明仙的出現,讓裴玄想到了一些事,不由得懷疑起來。
所以他決定讓人上嶺南,徹底調查一下鎮南將軍府的事。
而且,他更想知道到底是什么原因,讓他決定放棄了貴妃和三皇子。
事情處處都透著詭異。
思來想去。
還是決定將人調查一番。
對了,在他手上的赫連城和秦王這兩個人,在刺殺的途中并沒有死去。
所以他也要利用一番,而且三皇子這人心狠手辣到,能將自己的母親人頭割下,可見是個心狠手辣的主。
裝瘋賣傻若是就能逃脫追責,那還要律法有何用?
既然裝瘋賣傻,那么就永遠的傻下去吧。
西戎人那邊也不能放過。
早晚要清算一下他們所犯下的惡。
而且他覺得事情沒有這么簡單。
他覺得搞垮明家,并非嶺南這一條路,三王子也是一個很不錯的突破口。
忽然想起來,席云知一直很重視那個叫白軟軟的女孩子。
既然如此,那么就先把她弄回來再說。
次日清晨,
席云知在睡夢中被裴玄拉了起來。
她喃喃著:“我好困啊,讓我再睡一會兒吧。”
裴玄發出陣陣的悶笑。
“不要再睡了,再睡上朝就要遲到了。

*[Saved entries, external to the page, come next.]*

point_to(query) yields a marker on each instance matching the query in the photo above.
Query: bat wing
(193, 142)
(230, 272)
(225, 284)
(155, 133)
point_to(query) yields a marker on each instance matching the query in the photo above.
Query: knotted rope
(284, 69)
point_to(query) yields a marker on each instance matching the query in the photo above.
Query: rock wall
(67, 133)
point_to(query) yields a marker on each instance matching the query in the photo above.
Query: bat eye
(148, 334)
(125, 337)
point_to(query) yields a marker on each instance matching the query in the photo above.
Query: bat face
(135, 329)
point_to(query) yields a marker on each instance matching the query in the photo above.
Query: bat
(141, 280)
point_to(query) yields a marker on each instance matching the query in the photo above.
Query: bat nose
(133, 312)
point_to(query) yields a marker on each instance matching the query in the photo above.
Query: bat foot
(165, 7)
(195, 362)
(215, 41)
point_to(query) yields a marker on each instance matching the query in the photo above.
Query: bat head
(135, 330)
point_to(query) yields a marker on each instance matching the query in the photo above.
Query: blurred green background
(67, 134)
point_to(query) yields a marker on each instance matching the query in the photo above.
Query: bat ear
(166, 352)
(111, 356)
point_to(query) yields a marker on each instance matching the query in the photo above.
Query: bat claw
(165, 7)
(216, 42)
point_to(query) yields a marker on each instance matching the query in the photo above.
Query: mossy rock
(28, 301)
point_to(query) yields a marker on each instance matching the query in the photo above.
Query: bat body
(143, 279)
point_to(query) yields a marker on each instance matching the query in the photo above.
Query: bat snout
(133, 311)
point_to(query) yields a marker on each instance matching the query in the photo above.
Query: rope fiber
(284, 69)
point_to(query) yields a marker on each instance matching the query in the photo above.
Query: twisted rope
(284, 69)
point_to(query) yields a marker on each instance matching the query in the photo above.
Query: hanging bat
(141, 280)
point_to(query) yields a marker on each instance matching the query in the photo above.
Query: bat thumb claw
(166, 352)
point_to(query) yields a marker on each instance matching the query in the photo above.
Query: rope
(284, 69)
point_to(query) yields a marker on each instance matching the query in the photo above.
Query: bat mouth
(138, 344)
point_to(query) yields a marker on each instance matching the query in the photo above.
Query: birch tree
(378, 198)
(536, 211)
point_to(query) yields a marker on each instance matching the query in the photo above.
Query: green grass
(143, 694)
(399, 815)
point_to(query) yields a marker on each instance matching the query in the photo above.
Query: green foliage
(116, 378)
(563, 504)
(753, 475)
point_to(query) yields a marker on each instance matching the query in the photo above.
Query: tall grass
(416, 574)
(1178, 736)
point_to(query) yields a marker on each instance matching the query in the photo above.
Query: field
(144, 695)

”
席云知覺得自己好累啊,很久沒有沾到床睡覺了,這一睡就是昏天暗地。
她閉著眼睛被裴玄拉了起來。
裴玄先絞絲手帕為她洗臉凈面。
然后又用薄荷水,讓她含了一口,漱口。
接著就是裴玄開始為她更衣。
雪白的里衣一件件被他脫下,然后又穿上嶄新的官服。
直到她被暈暈乎乎的帶到梳妝臺前,裴玄親手為她束發的時候,才悠悠轉醒,腦中慢慢清明起來。
第一次有人主動給她束發,有些羞澀。
這旖旎的氣氛沒有持續多久。
終于在裴玄第十次束發失敗的時候,冬青實在看不下去了。
三兩步走上前,將裴玄擠開。
“王爺,這等粗活兒還是交給奴婢吧。”
“若是再不束好,王妃上朝就真的遲到了。”
冬青手上動作很快,三兩下就將長發束好。
在一旁的裴玄有些尷尬,摸了摸鼻子。
平時為自己束發時很簡單,但沒想到為席云知束發的時候,這頭發怎么都不聽話。
“那個……我會努力練習的。”
席云知只覺得自己的臉頰滾燙。
好像每個根被觸碰過的頭發絲都是滾燙的。
恨不得羞澀的全都要蜷縮在一起。
除了冬青以外,裴玄是第一個對自己這么親近的人。
剛剛他親自為她潔面漱口。
最重要的是身上的這身衣袍,也都是他親手為自己穿上的。
身上是赤紅的官袍,是昨夜宮里連夜派人送來的。
只不過這個樣式從來沒有見過。
她有些不好意思的,擺弄著衣衫。
岔開話題道:“這官服看起來好奇怪,從來沒有見過的樣子,你知道嗎?這是怎么回事?”
裴玄仔細的觀察,這身官服上面描繪的圖樣。
“這是鈿釵禮衣,沿用了前朝的女官官服樣式,又結合了你一品王妃的品級,以此進行了改造。”
再看宮中送來的九根發簪,代表了她是王妃品級的地位。
很顯然,皇上并沒有把席云知當成官員。
卻又讓她履行了官員的職責和義務。
色彩又沿用了大紅色,與朝中二品大員的顏色又相同。